Besonders gut gefiel mir das kluge Ende der Geschichte. Jules Verne lockt den Leser bzw. Hörer hier zunächst geschickt auf die vollkommen falsche Richtung, um den Triumph des Phileas Fogg am Ende dadurch nur um so größer erscheinen zu lassen. Außerdem lernt man ganz nebenbei etwas sehr wichtiges in Sache Geografie.

Hörbuch im Abo*

Challenges:

Nr. 33: ... dessen Autor bereits verstorben ist.

Nr. 33: … dessen Autor bereits verstorben ist.

(Hörbuch) "In 80 Tagen um die Welt" von Jules Verne

(Hörbuch)
7.46

Anfang

7/10

    Charakter

    6/10

      Handlungsverlauf

      8/10

        Schluss

        8/10

          Sprecher

          8/10

            3 Kommentare

            1. Jules Verne ist einfach klasse.
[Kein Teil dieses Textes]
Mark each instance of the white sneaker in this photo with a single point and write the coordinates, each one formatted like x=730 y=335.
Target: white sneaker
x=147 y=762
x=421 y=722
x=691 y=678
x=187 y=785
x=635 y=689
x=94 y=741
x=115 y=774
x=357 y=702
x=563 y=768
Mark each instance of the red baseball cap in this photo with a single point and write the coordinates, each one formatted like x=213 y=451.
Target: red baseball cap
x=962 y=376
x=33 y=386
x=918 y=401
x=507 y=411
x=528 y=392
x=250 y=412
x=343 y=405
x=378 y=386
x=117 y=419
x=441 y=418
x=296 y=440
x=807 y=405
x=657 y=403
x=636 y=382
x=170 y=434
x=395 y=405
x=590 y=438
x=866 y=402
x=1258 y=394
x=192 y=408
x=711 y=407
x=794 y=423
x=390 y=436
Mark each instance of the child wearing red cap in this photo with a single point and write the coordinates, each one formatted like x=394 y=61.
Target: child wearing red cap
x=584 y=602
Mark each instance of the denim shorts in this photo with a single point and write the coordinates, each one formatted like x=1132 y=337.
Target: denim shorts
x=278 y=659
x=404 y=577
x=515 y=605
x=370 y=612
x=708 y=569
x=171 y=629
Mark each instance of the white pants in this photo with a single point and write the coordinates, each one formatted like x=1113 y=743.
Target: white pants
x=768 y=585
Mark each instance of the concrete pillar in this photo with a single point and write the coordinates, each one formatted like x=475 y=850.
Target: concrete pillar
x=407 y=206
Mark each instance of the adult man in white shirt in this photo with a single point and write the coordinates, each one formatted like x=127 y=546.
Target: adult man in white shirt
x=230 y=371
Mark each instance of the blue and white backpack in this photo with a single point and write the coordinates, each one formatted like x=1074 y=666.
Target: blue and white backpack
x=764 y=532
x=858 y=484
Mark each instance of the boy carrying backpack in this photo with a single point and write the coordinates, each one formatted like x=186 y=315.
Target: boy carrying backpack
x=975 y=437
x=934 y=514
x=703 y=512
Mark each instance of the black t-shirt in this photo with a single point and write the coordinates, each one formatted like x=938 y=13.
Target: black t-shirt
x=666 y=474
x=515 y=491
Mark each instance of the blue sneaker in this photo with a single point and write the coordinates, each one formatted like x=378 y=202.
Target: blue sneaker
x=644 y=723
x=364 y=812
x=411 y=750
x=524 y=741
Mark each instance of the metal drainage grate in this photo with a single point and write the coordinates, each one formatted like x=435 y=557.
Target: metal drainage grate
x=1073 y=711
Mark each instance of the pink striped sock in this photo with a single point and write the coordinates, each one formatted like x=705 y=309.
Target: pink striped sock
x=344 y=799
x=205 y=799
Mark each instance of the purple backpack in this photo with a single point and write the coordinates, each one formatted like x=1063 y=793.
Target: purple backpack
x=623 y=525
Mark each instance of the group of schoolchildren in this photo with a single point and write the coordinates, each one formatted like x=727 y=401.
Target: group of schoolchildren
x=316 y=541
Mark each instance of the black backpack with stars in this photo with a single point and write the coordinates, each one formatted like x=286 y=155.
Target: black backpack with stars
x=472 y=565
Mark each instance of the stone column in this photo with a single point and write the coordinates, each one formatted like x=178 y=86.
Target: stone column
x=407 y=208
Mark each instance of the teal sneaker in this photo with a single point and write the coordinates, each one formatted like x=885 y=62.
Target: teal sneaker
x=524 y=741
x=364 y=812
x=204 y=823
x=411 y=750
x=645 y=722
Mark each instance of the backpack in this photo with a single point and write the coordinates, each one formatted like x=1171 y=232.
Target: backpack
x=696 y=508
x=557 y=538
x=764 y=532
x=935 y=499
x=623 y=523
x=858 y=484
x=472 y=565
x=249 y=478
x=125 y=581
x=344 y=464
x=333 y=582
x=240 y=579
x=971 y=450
Das Buch hier habe ich auch noch auf der Liste. Wobei seine Bücher nie einen richtigen Spannungsbogen hatten, dafür aber mit schönen Beschreibungen begeistern.

              Viele Grüße
              Tobi

            2. Ich war vom Buch erstmal enttäuscht, weil es eher sachlich ist, während die Filme den Abenteuer-Aspekt betonen. Ich hab aber irgendwo gelesen, dass Verne damit die Eile des Lebens als Folge der Industrialisierung dokumenteren bzw. parodieren wollte. Und das leuchtet mir ein 🙂 Richtig gut und toll beschrieben fan dich „5 Wochen im Ballon“

              • Kerstin Scheuer sagt

                Solche Bücher muss man immer im zeitlichen Zusammenhang sehen. Ich mochte den trockenen Humor. Sehr britisch.

                „5 Wochen im Ballon“ kenne ich nicht. Das werde ich mir mal anschauen. Danke.